They decided to find their way through the lanes to Alum Bay, and then,

keeping the cross in sight, to return over the downs, with the moon-path

broad on the water before them. For the moon was rising late. Twilight,

however, rose more rapidly than they had anticipated. The lane twisted

among meadows and wild lands and copses--a wilful little lane, quite

incomprehensible. So they lost their distant landmark, the white cross.

Darkness filtered through the daylight. When at last they came to a

signpost, it was almost too dark to read it. The fingers seemed to

withdraw into the dusk the more they looked.

'We must go to the left,' said Helena.

To the left rose the downs, smooth and grey near at hand, but higher

black with gorse, like a giant lying asleep with a bearskin over his

shoulders.

Several pale chalk-tracks ran side by side through the turf. Climbing,

they came to a disused chalk-pit, which they circumvented. Having passed

a lonely farmhouse, they mounted the side of the open down, where was a

sense of space and freedom.

'We can steer by the night,' said Siegmund, as they trod upwards

pathlessly. Helena did not mind whither they steered. All places in that

large fair night were home and welcome to her. They drew nearer to the

shaggy cloak of furze.

'There will be a path through it,' said Siegmund.

But when they arrived there was no path. They were confronted by a tall,

impenetrable growth of gorse, taller than Siegmund.

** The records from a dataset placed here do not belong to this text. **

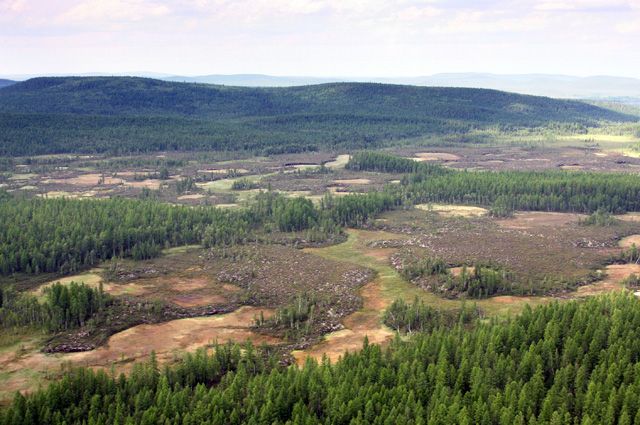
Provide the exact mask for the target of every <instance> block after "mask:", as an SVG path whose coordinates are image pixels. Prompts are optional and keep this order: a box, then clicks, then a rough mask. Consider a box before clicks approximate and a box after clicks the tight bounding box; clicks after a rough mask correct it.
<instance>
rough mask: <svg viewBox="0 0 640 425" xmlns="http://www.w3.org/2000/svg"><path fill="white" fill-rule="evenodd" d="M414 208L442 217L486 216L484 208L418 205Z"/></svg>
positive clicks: (468, 206)
mask: <svg viewBox="0 0 640 425" xmlns="http://www.w3.org/2000/svg"><path fill="white" fill-rule="evenodd" d="M415 207H416V208H418V209H421V210H425V211H433V212H436V213H438V214H440V215H442V216H444V217H481V216H483V215H486V214H487V210H486V209H485V208H481V207H473V206H469V205H449V204H419V205H416V206H415Z"/></svg>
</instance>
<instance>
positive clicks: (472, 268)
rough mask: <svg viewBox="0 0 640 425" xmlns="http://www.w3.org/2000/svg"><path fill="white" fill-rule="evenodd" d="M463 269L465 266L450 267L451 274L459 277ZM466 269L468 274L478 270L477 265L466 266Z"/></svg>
mask: <svg viewBox="0 0 640 425" xmlns="http://www.w3.org/2000/svg"><path fill="white" fill-rule="evenodd" d="M463 269H465V267H450V268H449V272H450V273H451V276H454V277H458V276H460V275H461V274H462V270H463ZM466 269H467V274H469V273H473V272H474V271H475V270H476V268H475V267H466Z"/></svg>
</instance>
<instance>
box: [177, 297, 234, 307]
mask: <svg viewBox="0 0 640 425" xmlns="http://www.w3.org/2000/svg"><path fill="white" fill-rule="evenodd" d="M168 299H169V301H171V302H172V303H174V304H177V305H179V306H180V307H198V306H203V305H213V304H223V303H225V302H226V301H227V299H226V298H225V297H223V296H222V295H211V294H183V295H176V296H172V297H169V298H168Z"/></svg>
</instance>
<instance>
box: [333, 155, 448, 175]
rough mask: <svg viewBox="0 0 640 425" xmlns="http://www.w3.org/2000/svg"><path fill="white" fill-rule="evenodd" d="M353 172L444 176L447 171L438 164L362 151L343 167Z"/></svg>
mask: <svg viewBox="0 0 640 425" xmlns="http://www.w3.org/2000/svg"><path fill="white" fill-rule="evenodd" d="M345 168H347V169H348V170H354V171H377V172H382V173H420V174H445V173H446V172H448V170H447V169H446V168H444V167H442V166H440V165H438V164H430V163H428V162H418V161H414V160H412V159H408V158H401V157H398V156H394V155H389V154H385V153H381V152H372V151H364V152H357V153H355V154H353V155H352V156H351V158H350V159H349V162H348V163H347V165H346V166H345Z"/></svg>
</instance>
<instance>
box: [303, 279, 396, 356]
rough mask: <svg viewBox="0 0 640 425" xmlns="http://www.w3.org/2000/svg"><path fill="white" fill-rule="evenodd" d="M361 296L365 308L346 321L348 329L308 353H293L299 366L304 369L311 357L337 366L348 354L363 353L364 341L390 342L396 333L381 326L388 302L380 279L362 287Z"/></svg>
mask: <svg viewBox="0 0 640 425" xmlns="http://www.w3.org/2000/svg"><path fill="white" fill-rule="evenodd" d="M360 295H361V296H362V300H363V308H362V309H361V310H359V311H357V312H355V313H353V314H351V315H349V316H347V317H346V318H345V319H344V320H343V322H342V323H343V325H344V326H345V329H342V330H340V331H336V332H332V333H330V334H328V335H326V336H325V339H324V340H323V341H322V342H321V343H319V344H317V345H315V346H313V347H311V348H309V349H307V350H304V351H294V352H293V353H292V354H293V356H294V357H295V359H296V362H297V363H298V365H300V366H301V365H303V364H304V362H305V361H306V359H307V358H309V357H310V358H313V359H315V360H317V361H319V360H321V359H322V358H323V357H324V356H327V357H328V358H329V360H331V361H332V362H335V361H336V360H338V358H340V357H341V356H343V355H344V353H345V352H355V351H358V350H360V349H361V348H362V342H363V340H364V338H365V337H367V338H368V340H369V342H370V343H372V344H385V343H388V342H389V341H391V339H392V338H393V335H394V332H393V331H392V330H390V329H389V328H387V327H386V326H384V325H383V324H382V319H381V317H380V314H381V313H382V312H383V311H384V309H385V308H386V307H387V306H388V304H389V302H388V300H386V299H385V298H384V297H383V295H382V291H381V283H380V281H379V278H378V279H376V280H374V281H373V282H370V283H368V284H367V285H365V286H363V287H362V289H361V291H360Z"/></svg>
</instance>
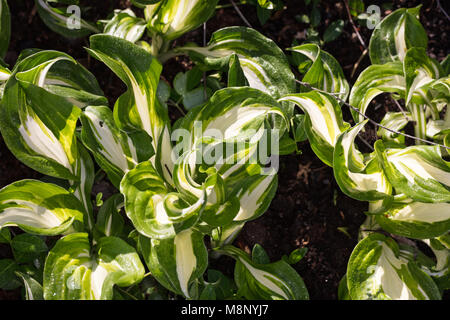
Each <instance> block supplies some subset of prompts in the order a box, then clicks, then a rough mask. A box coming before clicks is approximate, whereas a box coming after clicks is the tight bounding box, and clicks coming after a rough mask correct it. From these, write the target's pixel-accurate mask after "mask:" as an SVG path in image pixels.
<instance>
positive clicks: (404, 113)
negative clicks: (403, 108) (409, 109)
mask: <svg viewBox="0 0 450 320" xmlns="http://www.w3.org/2000/svg"><path fill="white" fill-rule="evenodd" d="M392 100H394V103H395V104H396V105H397V108H399V109H400V111H401V113H403V116H404V117H405V118H406V119H409V117H408V115H407V114H406V111H405V109H403V108H402V106H401V105H400V103H398V101H397V100H395V99H392Z"/></svg>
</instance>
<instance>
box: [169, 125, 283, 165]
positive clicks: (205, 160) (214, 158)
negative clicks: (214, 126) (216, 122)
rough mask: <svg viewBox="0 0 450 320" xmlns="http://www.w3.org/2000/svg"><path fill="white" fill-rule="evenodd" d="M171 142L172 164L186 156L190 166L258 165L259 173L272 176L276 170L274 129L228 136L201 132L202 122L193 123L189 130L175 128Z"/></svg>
mask: <svg viewBox="0 0 450 320" xmlns="http://www.w3.org/2000/svg"><path fill="white" fill-rule="evenodd" d="M171 140H172V141H173V142H174V143H175V147H174V148H173V151H172V161H173V162H174V163H176V162H177V161H179V159H180V158H181V157H183V156H185V155H186V154H187V153H190V155H189V156H190V159H189V163H190V164H192V165H193V164H195V165H202V164H203V165H208V166H216V168H217V167H221V166H223V165H245V164H259V165H261V166H262V167H263V171H264V172H263V174H273V173H274V172H278V169H279V150H280V146H279V141H280V132H279V130H277V129H264V128H262V129H260V130H254V129H248V130H244V131H239V134H238V135H236V136H232V137H224V135H223V133H222V131H220V130H217V129H207V130H205V131H202V123H201V122H200V121H196V122H194V128H193V131H189V130H186V129H182V128H181V129H176V130H174V131H173V132H172V135H171Z"/></svg>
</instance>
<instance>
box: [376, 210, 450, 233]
mask: <svg viewBox="0 0 450 320" xmlns="http://www.w3.org/2000/svg"><path fill="white" fill-rule="evenodd" d="M375 217H376V221H377V223H378V224H379V225H380V226H381V227H382V228H383V230H385V231H387V232H390V233H392V234H397V235H400V236H404V237H408V238H415V239H428V238H434V237H438V236H440V235H443V234H445V233H447V231H448V230H449V229H450V203H423V202H409V203H398V204H396V203H394V204H393V205H392V206H391V207H390V208H389V209H388V210H387V211H386V212H384V213H383V214H381V215H376V216H375Z"/></svg>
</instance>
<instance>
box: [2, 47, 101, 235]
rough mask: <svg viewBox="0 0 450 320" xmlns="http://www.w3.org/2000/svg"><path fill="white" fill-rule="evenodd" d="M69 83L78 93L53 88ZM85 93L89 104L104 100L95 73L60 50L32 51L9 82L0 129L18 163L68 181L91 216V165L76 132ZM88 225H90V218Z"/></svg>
mask: <svg viewBox="0 0 450 320" xmlns="http://www.w3.org/2000/svg"><path fill="white" fill-rule="evenodd" d="M66 85H67V88H69V87H71V89H73V91H76V92H77V94H75V95H73V96H70V94H68V92H67V91H63V92H56V91H55V92H53V91H54V90H53V89H55V88H56V87H57V86H66ZM50 86H53V89H52V88H50ZM83 90H86V91H83ZM83 92H85V93H86V97H87V96H89V97H87V100H86V102H88V101H94V100H97V99H100V101H102V100H103V99H106V98H104V97H101V96H99V95H96V94H95V93H100V94H101V90H100V89H99V87H98V83H97V81H96V80H95V78H94V76H93V75H92V74H90V73H89V72H88V71H87V70H86V69H85V68H83V67H82V66H81V65H78V64H77V63H76V62H75V61H74V60H73V59H72V58H71V57H70V56H68V55H66V54H64V53H60V52H56V51H40V52H37V53H34V54H31V55H29V56H28V57H26V58H24V59H22V60H20V62H19V63H18V64H17V65H16V67H15V68H14V70H13V74H12V75H11V77H10V78H9V79H8V82H7V83H6V86H5V91H4V97H3V100H2V105H1V107H0V118H1V119H2V121H1V123H0V130H1V132H2V135H3V138H4V140H5V142H6V144H7V146H8V148H9V149H10V150H11V151H12V152H13V154H14V155H15V156H16V158H18V159H19V160H20V161H22V162H23V163H25V164H26V165H27V166H29V167H31V168H33V169H34V170H36V171H39V172H41V173H43V174H46V175H50V176H54V177H57V178H62V179H68V180H70V184H71V186H72V189H73V190H74V194H75V195H76V196H77V197H78V198H79V199H80V200H81V201H82V202H83V204H84V206H85V208H86V210H87V212H89V215H90V214H91V201H90V190H91V187H92V183H93V178H94V173H93V164H92V160H91V159H90V156H89V154H88V153H87V152H86V151H84V150H83V148H82V146H79V145H78V143H77V139H76V136H75V129H76V124H77V121H78V117H79V115H80V113H81V110H80V108H78V106H77V104H78V103H77V101H75V99H76V98H75V97H77V98H79V97H80V95H82V94H83ZM94 96H95V98H93V97H94ZM91 98H92V99H93V100H91ZM86 223H87V224H88V226H89V227H92V221H91V219H90V217H89V219H86Z"/></svg>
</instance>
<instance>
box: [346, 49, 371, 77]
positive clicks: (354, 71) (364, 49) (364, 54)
mask: <svg viewBox="0 0 450 320" xmlns="http://www.w3.org/2000/svg"><path fill="white" fill-rule="evenodd" d="M368 53H369V50H367V48H366V49H364V51H363V53H361V55H360V56H359V59H358V61H356V63H355V65H354V66H353V70H352V74H351V75H350V78H351V79H353V77H354V76H355V72H356V70H357V69H358V67H359V65H360V64H361V61H362V60H363V59H364V57H365V56H366V55H367V54H368Z"/></svg>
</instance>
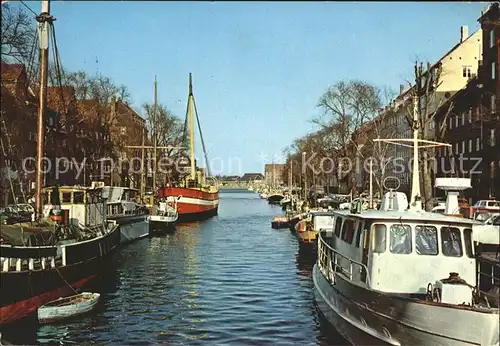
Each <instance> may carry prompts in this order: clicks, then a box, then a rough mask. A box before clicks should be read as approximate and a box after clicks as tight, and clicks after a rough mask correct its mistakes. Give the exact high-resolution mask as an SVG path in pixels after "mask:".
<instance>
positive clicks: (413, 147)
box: [410, 96, 422, 210]
mask: <svg viewBox="0 0 500 346" xmlns="http://www.w3.org/2000/svg"><path fill="white" fill-rule="evenodd" d="M417 107H418V97H416V96H414V99H413V167H412V168H413V172H412V181H411V196H410V209H412V210H422V205H421V203H420V201H419V200H417V199H420V198H419V197H420V176H419V169H418V128H419V126H418V111H417Z"/></svg>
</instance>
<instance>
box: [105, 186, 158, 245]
mask: <svg viewBox="0 0 500 346" xmlns="http://www.w3.org/2000/svg"><path fill="white" fill-rule="evenodd" d="M98 186H99V185H98ZM101 186H102V185H101ZM138 193H139V191H138V190H136V189H132V188H128V187H121V186H102V195H103V197H104V198H106V199H107V203H106V208H107V217H108V220H113V221H115V222H116V223H117V224H118V225H119V227H120V235H121V236H120V243H122V244H125V243H130V242H133V241H135V240H138V239H142V238H144V237H147V236H148V235H149V224H148V220H147V219H148V216H149V214H148V210H147V208H146V207H145V206H144V205H142V204H139V203H137V195H138Z"/></svg>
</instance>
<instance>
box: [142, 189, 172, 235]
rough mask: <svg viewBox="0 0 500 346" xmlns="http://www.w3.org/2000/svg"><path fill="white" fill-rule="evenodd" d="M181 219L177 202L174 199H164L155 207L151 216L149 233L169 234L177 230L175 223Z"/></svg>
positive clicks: (150, 218)
mask: <svg viewBox="0 0 500 346" xmlns="http://www.w3.org/2000/svg"><path fill="white" fill-rule="evenodd" d="M178 218H179V214H178V212H177V200H176V199H175V198H172V197H167V198H162V199H161V200H160V201H159V202H158V204H157V205H155V206H153V209H152V213H151V215H150V216H149V227H150V229H149V232H150V233H159V232H169V231H174V230H175V222H176V221H177V219H178Z"/></svg>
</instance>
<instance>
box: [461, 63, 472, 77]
mask: <svg viewBox="0 0 500 346" xmlns="http://www.w3.org/2000/svg"><path fill="white" fill-rule="evenodd" d="M470 71H471V67H470V66H464V67H463V68H462V76H464V77H465V78H470V76H471V72H470Z"/></svg>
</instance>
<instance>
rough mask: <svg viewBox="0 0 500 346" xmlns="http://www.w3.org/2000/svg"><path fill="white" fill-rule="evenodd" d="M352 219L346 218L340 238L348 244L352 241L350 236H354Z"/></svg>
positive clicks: (351, 236)
mask: <svg viewBox="0 0 500 346" xmlns="http://www.w3.org/2000/svg"><path fill="white" fill-rule="evenodd" d="M354 227H355V224H354V220H349V219H346V220H345V221H344V225H343V227H342V240H343V241H345V242H346V243H348V244H351V243H352V238H354V229H355V228H354Z"/></svg>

'Stay here,' said he, 'while I look for a way through. I am afraid you

will be tired.' She stood alone by the walls of gorse. The lights that had flickered

into being during the dusk grew stronger, so that a little farmhouse

down the hill glowed with great importance on the night, while the

far-off in visible sea became like a roadway, large and mysterious, its

specks of light moving slowly, and its bigger lamps stationed out amid

the darkness. Helena wanted the day-wanness to be quite wiped off the

west. She asked for the full black night, that would obliterate

everything save Siegmund. Siegmund it was that the whole world meant.

The darkness, the gorse, the downs, the specks of light, seemed only to

bespeak him. She waited for him to come back. She could hardly endure

the condition of intense waiting.

He came, in his grey clothes almost invisible. But she felt him coming.

'No good,' he said, 'no vestige of a path. Not a rabbit-run.' 'Then we will sit down awhile,' said she calmly.